Recurrent Ischemic Strokes in a Patient With ITP: A Case Report and Literature Review
Ahmad Ali1, Walter Husar2
1Rutg NJMS, 2VA New Jersey Healthcare System
Objective:
We present an interesting case of recurrent ischemic strokes in a patient with Immune Thrombocytopenia despite antiplatelet/anticoagulation stroke prophylaxis.
Background:
Primary Immune thrombocytopenia (ITP) is an autoimmune acquired thrombocytopenia caused by autoantibodies against platelet antigens leading to platelet destruction and platelet underproduction.  Patients with ITP usually have a higher risk of bleeding compared to general population, however thrombocytopenia in ITP is not necessarily protective against thrombosis. Prior research demonstrated increased risk of venous and arterial thromboses such as DVT, PE, myocardial infarction and stroke in patients with ITP. The pathogenesis of hypercoagulability in ITP is not well understood.

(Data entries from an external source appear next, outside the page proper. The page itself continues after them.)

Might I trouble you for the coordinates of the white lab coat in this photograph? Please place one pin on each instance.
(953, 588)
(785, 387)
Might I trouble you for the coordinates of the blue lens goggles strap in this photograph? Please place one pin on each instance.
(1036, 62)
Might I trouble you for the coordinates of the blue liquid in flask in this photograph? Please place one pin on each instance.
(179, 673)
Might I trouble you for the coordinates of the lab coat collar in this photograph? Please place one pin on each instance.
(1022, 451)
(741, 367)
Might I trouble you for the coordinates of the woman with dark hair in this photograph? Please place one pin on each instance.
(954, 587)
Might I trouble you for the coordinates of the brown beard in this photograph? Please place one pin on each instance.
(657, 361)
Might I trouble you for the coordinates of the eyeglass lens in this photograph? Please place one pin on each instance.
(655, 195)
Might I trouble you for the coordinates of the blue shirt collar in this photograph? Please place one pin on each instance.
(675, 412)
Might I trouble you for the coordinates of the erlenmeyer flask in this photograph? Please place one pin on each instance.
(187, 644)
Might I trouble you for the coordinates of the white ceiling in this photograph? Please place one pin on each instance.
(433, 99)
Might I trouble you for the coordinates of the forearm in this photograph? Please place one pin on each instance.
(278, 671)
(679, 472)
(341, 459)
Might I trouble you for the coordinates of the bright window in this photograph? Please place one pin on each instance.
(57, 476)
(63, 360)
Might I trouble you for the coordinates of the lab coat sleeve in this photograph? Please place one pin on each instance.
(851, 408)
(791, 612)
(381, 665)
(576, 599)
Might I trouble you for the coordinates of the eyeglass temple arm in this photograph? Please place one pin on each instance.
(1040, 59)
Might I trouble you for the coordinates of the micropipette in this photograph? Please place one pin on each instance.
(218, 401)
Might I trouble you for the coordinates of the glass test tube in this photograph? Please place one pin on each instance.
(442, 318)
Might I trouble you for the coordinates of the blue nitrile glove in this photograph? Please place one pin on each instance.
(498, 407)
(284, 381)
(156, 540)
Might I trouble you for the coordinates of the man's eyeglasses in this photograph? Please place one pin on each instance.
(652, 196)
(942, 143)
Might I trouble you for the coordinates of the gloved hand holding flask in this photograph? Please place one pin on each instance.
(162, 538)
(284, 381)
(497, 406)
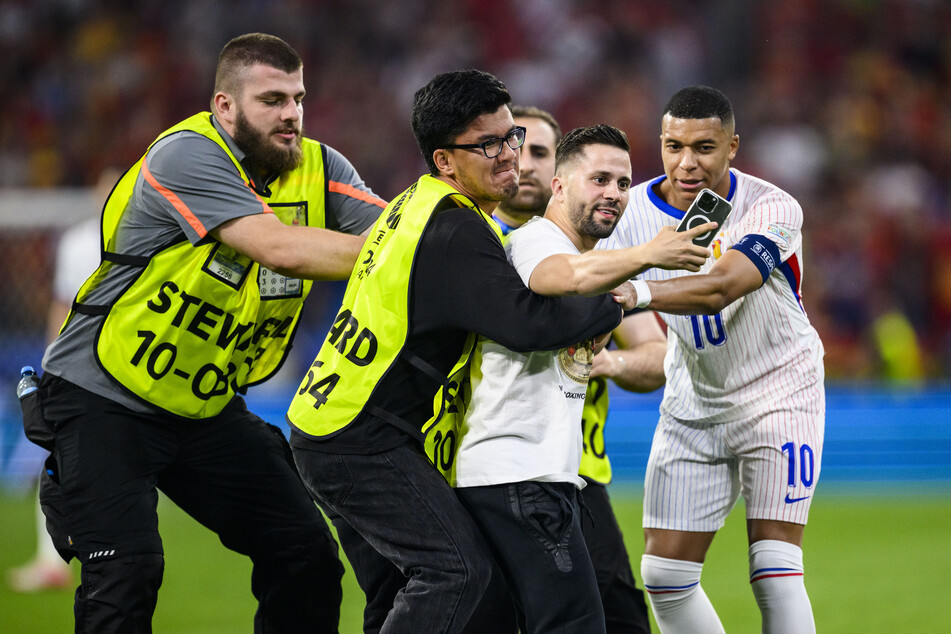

It may relate to inflammation, antiphospholipid antibodies in some patients, or the effects of certain treatments such as glucocorticoids and thrombopoietin-receptor agonists (TPO-RAs).
Design/Methods:
Single Case Report 
Results:
65-year-old male patient with history of COPD, unprovoked DVT on Rivaroxaban who presented initially with worsening headaches and cognitive dysfunction. CT head showed bilateral subacute frontal lobe infarcts that looked embolic in nature. Initial bloodwork showed thrombocytopenia (54,000), hypercoagulable workup including anticardiolipin antibody, antiphospholipid antibody, beta 2 glycoprotein antibody, factor V Leiden, Prothrombin gene mutation was negative. Bone marrow biopsy showed immature megakaryocytes without morphological pathology. TTE/TEE without intracardiac or intrapulmonary shunts and telemetry without evidence of arrhythmias. Patient was transitioned from Rivaroxaban to Warfarin with INR goal of 2.0-3.0, glucocorticoids and subsequent Rituximab infusion were initiated with improvement of platelets count on follow-up. 8 months following his discharge, patient presented with new onset Rt pontine infarct, INR at that time was 2.34, repeat stroke workup was unrevealing. 
Conclusions:

Patients with ITP are at increased risk of stroke. Thrombocytopenia in ITP is not protective against thrombosis but certainly increases risk of bleeding in patients receiving anticoagulation, therefore management can be challenging. Additional research is required to guide stroke management particularly in those without conventional stroke risk factors.